Fotos
Nunca nos gustaba perder en los simulacros de guerra que armábamos de niños.
Indios o soldados del 7º de Caballería, combatíamos como si ante nuestros ojos se desarrollara la vida real. Es curioso que los fabricantes de monigotes no confeccionaran muñecos de víctimas. En las guerras de niños no había caídos con los gestos desfigurados, ni ancianos con un reguero de sangre tachando su rostro. Y, revolviendo nuestra memoria, reconocemos que nuestros clásicos hablan de los centenares de muertos en la batalla, pero se libran muy mucho de describir los cuerpos retorcidos que jamás retornarán a su casa. Es como si la guerra no existiera excepto para los generales que merecían una descripción cuidadosa y un panegírico notable o para los ilustres vencidos a los que les concedía el torpe privilegio de la inmortalidad de su nombre. Batallas sin víctimas visibles, guerras con animales destripados.
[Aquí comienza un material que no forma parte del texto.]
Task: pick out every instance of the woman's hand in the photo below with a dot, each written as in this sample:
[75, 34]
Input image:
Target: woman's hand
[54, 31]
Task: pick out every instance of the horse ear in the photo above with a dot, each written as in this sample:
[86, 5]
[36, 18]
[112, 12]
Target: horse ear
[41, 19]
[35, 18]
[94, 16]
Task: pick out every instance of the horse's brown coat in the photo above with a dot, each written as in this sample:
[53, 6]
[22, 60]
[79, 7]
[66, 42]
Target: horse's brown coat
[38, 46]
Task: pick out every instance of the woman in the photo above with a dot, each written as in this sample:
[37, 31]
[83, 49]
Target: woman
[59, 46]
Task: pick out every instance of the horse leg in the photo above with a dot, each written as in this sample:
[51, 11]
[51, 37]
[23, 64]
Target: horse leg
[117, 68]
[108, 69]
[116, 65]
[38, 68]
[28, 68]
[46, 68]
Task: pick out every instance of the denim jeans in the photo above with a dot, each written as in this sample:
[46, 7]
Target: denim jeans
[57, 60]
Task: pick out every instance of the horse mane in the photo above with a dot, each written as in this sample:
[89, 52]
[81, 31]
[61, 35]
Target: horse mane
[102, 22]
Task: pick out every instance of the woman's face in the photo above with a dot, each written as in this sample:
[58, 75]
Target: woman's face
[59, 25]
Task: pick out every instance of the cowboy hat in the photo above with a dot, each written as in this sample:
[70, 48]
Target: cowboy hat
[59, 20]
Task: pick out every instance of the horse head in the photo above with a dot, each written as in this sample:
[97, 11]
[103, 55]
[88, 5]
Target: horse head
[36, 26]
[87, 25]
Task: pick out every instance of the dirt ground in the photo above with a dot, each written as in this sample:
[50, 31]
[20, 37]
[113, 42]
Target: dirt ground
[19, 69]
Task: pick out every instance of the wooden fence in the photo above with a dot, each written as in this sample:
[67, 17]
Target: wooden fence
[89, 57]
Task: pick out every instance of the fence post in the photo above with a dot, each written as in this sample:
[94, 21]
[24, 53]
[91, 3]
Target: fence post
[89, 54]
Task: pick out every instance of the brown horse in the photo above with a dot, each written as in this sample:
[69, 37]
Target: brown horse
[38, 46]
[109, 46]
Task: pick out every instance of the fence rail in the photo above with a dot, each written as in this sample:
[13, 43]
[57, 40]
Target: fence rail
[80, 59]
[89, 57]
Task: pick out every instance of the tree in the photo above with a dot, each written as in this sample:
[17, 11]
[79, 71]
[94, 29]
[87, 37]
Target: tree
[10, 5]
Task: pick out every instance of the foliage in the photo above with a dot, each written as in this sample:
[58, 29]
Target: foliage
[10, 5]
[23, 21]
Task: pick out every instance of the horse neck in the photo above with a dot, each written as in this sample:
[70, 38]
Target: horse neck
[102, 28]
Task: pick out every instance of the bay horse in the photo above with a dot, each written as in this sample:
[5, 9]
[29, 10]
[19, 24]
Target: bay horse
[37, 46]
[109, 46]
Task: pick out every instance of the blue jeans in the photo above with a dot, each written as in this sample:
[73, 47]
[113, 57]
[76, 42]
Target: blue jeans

Y todo cambió a lo largo del siglo XX: de pronto, los combates se humanizaron y comenzamos a descubrir que las víctimas tenían rostro. Jamás olvidaremos la terrorífica foto de la niña quemada, que inmortalizara Nick Ut, la ejecución de Saigón, que Eddie Adams congeló, o la muerte de un miliciano del enmascarado Capa. Sería injusto olvidar el trabajo de G. Sánchez. Así que ya sabemos que la guerra provoca fantasmas acribillados y retorcidos, además de generales laureados. Estas semanas, viendo las feroces carcinerías despachadas en Ucrania vuelvo a pensar: nosotros somos los verdugos. Aquí no hay inocentes.